Youngcare's At Home Care Grants program began in 2009 and is critical in keeping young people at home with their families, and preventing new admissions to inappropriate housing. The grants provide one-off funding up to $10,000 for equipment, home modifications and essential support/respite that is unable to be funded through other means (e.g.. NDIS) and goes beyond items that are considered ‘reasonable and necessary’, instead focusing on increasing support and quality of life. Youngcare has facilitated over $8,000,000 of funding, with successful applications for items such as essential home modifications, equipment and in-home support.

Home Support Grants (HSG)

The Youngcare Home Support Grants provide essential funding that is critical for people to either remain living at home with some more help, or to return to the community from inappropriate housing such as aged care. Up to $20,000 is available in extreme situations for essential equipment, home modifications and services, household items and utilities to ensure an increase in the individuals quality of life.

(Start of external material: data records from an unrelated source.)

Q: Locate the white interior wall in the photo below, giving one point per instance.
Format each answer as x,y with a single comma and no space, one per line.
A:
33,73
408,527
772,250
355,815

This grant aims to bridge the gap in essential services where there is clear evidence of need, or during the transitional period while individuals gain access to the NDIS.

=== Youngcare Connect ===
The Youngcare Connect Support Service supports families and individuals to navigate the often-complicated health, housing and disability systems. From providing expert NDIS and SDA advice, linking people with appropriate services to identifying funding or housing opportunities Youngcare Connect is run by a dedicated, compassionate and qualified team of friendly specialists, clinicians and outreach staff.

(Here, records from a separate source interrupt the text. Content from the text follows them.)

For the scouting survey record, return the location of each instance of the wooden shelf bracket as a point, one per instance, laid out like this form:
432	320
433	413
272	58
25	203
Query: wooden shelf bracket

== Fundraising and events ==

Youngcare has been supported by a range of fundraising events, including live music concerts and music-industry speaker events, to raise funds and awareness for young Australians with high care needs.

In October 2025, Youngcare marked its twentieth anniversary with Living Loud: 20 Years of Youngcare at The Triffid in Brisbane, featuring an all-Australian line-up including The Veronicas, and hosted by Myf Warhurst.

Youngcare also runs Tales from the Road, an annual fundraising event in Brisbane where musicians and music-industry figures share touring stories in a hosted interview format. The 2024 event was held at The Fortitude Music Hall with members of notable acts such as Ball Park Music, The Wiggles and Powderfinger.

Youngcare has also been the beneficiary of concerts staged in support of the organisation, including a Youngcare Benefit Concert tenth-anniversary event in 2015, featuring Bernard Fanning and hosted by Julian Morrow of The Chaser.

Youngcare has also been supported by Battle of the Tech Bands, a charity live-music event series featuring bands formed by employees of technology companies.